Ireland's new Competition and Consumer Protection Commission has warned the nation's Department of Agriculture against asking supermarkets not to engage in Christmas vegetable price wars.
The minister for agriculture, food and the marine, Simon Coveney, was questioned on the issue in the Dáil recently, and said Tom Hayes, the junior minister in his department, had been told by supermarkets they would not run promotional campaigns this Christmas.
Last year, the Irish Times reports, Lidl, Aldi and Dunnes Stores were selling some produce items, including carrots, onions, potatoes and sprouts, for as little as 5 cent a kilo.
The retailers claimed they were covering the cost of the promotion, but the Irish Farmers’ Association (IFA) said farmers were being forced to take the hit and staged multiple protests over Christmas week.
The National Consumer Agency merged with the Competition Authority this year to form the Competition and Consumer Protection Commission.
According to the Irish Times, in a letter to the Department of Agriculture, Dr John Evans, head of competition enforcement, said he was aware of a response by Coveney to a parliamentary question from Fianna Fáil’s Eamon O’Cúiv.

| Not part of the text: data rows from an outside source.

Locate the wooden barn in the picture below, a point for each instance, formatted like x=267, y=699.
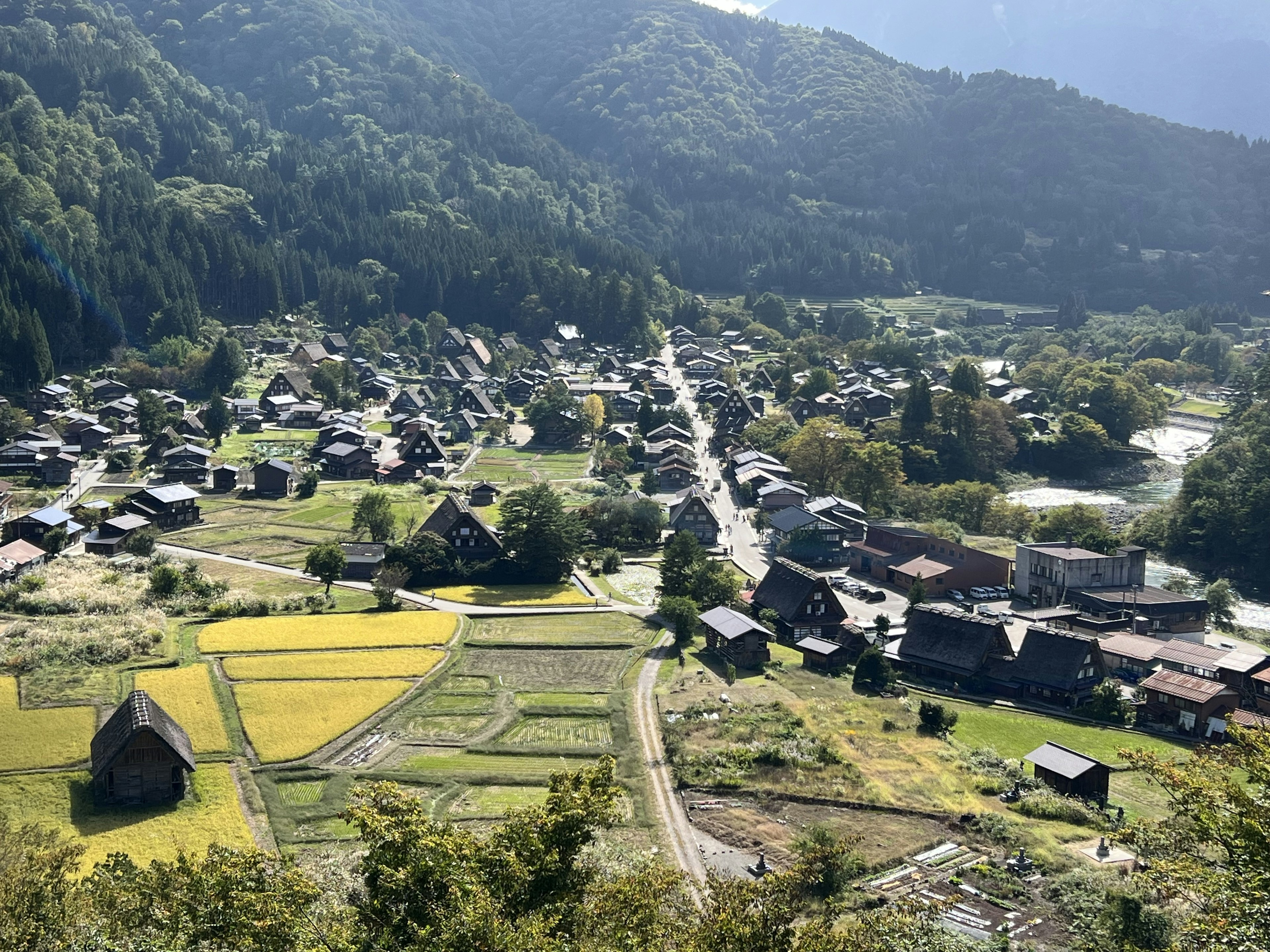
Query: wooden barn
x=140, y=756
x=1071, y=774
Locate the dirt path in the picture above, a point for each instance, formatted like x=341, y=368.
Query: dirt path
x=666, y=801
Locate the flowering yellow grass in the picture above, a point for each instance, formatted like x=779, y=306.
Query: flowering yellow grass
x=558, y=595
x=302, y=666
x=307, y=633
x=51, y=737
x=287, y=720
x=65, y=803
x=186, y=694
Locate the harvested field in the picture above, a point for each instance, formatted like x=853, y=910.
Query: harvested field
x=559, y=698
x=45, y=738
x=608, y=627
x=64, y=801
x=559, y=595
x=491, y=803
x=316, y=666
x=548, y=669
x=447, y=763
x=566, y=733
x=289, y=720
x=186, y=694
x=324, y=631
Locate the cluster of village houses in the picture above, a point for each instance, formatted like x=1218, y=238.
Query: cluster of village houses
x=1087, y=616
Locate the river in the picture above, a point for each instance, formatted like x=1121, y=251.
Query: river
x=1178, y=445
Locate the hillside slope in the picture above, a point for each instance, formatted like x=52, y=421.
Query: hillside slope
x=1202, y=63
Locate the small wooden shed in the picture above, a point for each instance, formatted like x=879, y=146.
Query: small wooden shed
x=1069, y=772
x=140, y=756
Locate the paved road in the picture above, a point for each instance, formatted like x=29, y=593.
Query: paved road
x=404, y=595
x=666, y=801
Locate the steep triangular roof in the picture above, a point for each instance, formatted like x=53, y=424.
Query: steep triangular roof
x=139, y=714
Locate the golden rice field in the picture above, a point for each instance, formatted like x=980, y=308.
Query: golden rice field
x=65, y=803
x=186, y=694
x=287, y=720
x=309, y=633
x=576, y=733
x=51, y=737
x=300, y=666
x=558, y=595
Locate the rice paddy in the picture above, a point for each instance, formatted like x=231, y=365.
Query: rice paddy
x=304, y=666
x=64, y=801
x=327, y=631
x=302, y=793
x=559, y=595
x=186, y=694
x=489, y=803
x=51, y=737
x=561, y=733
x=289, y=720
x=547, y=669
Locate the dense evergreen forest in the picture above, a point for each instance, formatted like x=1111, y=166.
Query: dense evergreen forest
x=558, y=160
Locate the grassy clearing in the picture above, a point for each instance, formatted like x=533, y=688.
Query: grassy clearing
x=561, y=595
x=267, y=584
x=547, y=669
x=390, y=663
x=564, y=733
x=65, y=803
x=561, y=698
x=289, y=720
x=186, y=694
x=313, y=633
x=45, y=738
x=1016, y=733
x=492, y=803
x=606, y=627
x=446, y=763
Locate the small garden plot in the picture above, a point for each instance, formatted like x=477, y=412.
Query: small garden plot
x=492, y=803
x=317, y=666
x=443, y=762
x=579, y=629
x=559, y=698
x=289, y=720
x=45, y=738
x=548, y=669
x=561, y=733
x=302, y=793
x=64, y=801
x=515, y=596
x=316, y=633
x=186, y=694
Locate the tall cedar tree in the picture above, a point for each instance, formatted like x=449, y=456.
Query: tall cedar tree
x=539, y=536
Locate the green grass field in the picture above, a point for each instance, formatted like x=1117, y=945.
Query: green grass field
x=559, y=595
x=1016, y=733
x=491, y=803
x=64, y=801
x=567, y=733
x=579, y=629
x=511, y=767
x=547, y=669
x=44, y=738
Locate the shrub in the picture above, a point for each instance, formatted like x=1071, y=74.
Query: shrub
x=937, y=719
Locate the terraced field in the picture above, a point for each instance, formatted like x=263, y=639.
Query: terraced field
x=561, y=733
x=547, y=669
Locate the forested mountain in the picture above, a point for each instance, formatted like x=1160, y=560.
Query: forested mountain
x=139, y=201
x=523, y=164
x=1202, y=63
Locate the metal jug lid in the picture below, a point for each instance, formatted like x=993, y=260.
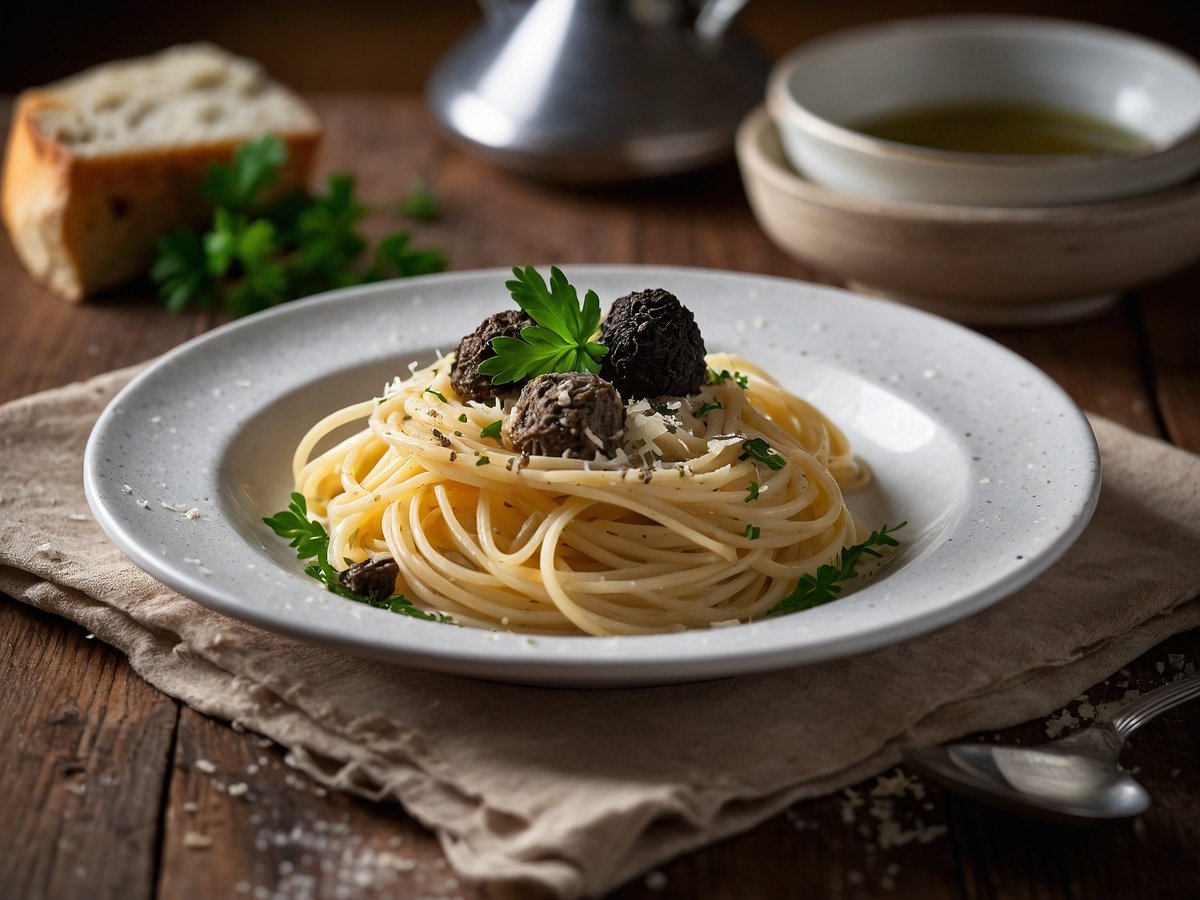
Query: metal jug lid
x=597, y=90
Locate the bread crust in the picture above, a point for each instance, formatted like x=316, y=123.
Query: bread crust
x=81, y=225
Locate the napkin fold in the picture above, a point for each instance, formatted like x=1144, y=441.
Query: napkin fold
x=579, y=791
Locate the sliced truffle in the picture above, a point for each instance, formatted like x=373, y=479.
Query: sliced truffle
x=568, y=414
x=475, y=347
x=654, y=346
x=375, y=579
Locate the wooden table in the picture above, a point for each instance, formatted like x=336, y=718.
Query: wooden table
x=100, y=774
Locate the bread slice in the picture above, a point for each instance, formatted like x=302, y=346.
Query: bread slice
x=101, y=165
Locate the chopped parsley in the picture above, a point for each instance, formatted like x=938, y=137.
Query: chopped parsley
x=725, y=375
x=561, y=339
x=661, y=408
x=826, y=585
x=311, y=541
x=761, y=451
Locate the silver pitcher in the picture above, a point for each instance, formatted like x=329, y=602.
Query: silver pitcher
x=599, y=90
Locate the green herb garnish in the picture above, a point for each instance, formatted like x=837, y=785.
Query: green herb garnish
x=311, y=541
x=561, y=341
x=258, y=253
x=762, y=451
x=826, y=585
x=725, y=375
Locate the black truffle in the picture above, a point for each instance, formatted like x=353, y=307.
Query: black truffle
x=375, y=579
x=475, y=347
x=568, y=413
x=654, y=346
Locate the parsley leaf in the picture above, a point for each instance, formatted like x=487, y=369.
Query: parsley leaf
x=561, y=341
x=181, y=271
x=311, y=541
x=715, y=377
x=256, y=166
x=259, y=252
x=760, y=450
x=826, y=585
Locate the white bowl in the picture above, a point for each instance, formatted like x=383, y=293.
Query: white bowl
x=820, y=91
x=987, y=265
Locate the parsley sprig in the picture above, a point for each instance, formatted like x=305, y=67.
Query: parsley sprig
x=761, y=451
x=259, y=252
x=826, y=585
x=725, y=375
x=561, y=339
x=311, y=541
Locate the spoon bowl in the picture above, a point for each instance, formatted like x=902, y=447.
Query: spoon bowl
x=1075, y=779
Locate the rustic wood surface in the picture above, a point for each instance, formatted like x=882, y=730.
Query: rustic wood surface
x=106, y=784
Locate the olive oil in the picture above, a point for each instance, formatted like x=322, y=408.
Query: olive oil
x=1000, y=127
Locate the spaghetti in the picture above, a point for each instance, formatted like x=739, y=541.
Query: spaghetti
x=711, y=510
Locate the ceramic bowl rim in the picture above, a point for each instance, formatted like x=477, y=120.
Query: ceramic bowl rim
x=786, y=108
x=750, y=154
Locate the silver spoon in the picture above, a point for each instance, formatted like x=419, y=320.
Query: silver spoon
x=1078, y=777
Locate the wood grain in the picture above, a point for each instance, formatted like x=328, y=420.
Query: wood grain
x=282, y=838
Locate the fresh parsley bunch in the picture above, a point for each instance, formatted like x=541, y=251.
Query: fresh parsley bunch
x=257, y=253
x=561, y=341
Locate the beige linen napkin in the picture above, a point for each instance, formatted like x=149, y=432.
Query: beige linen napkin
x=577, y=791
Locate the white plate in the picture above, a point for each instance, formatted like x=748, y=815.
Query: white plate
x=994, y=468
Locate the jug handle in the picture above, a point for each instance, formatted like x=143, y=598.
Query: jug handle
x=498, y=10
x=714, y=17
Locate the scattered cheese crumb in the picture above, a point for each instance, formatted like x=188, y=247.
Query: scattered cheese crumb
x=1057, y=725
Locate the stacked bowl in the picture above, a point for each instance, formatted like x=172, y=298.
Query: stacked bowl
x=994, y=169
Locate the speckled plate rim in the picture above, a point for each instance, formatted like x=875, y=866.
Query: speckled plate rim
x=1029, y=487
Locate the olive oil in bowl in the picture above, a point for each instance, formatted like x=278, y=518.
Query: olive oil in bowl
x=1003, y=127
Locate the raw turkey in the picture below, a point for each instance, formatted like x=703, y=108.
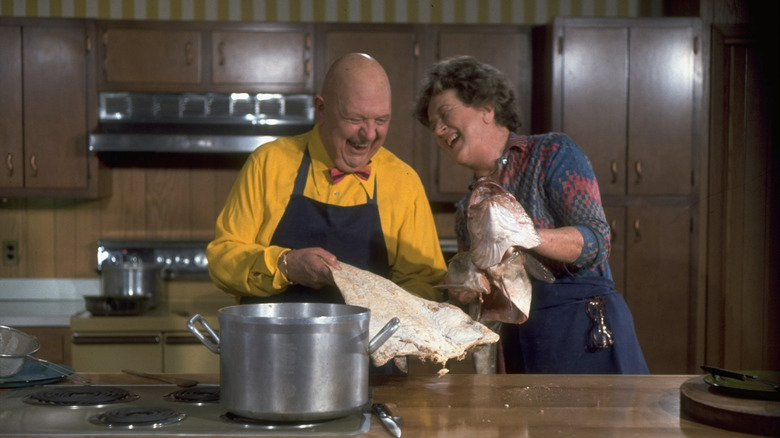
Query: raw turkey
x=494, y=273
x=429, y=330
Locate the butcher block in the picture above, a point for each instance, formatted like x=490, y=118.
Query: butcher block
x=468, y=405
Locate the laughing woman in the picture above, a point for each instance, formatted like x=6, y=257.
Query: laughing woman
x=579, y=323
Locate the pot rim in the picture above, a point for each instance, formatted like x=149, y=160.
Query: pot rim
x=339, y=313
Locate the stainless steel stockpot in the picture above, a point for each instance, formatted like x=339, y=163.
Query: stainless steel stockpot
x=133, y=279
x=293, y=361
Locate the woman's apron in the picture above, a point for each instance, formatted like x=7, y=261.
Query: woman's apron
x=563, y=320
x=353, y=234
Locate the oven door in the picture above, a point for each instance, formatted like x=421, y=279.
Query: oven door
x=107, y=352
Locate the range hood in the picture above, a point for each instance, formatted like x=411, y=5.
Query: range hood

Coveney said Hayes “had been assured by the individual supermarkets that they would not run a promotional campaign for fruit and vegetables in the lead to Christmas 2014.'
The commission has also written to a number of supermarkets on the issue and, while the Department of Agriculture does not fall under its remit, Dr Evans said “any agreement or concerted practice whereby undertakings such as retailers coordinate their prices is one of the most serious forms of competition law infringements, which the commission has a statutory duty to investigate”.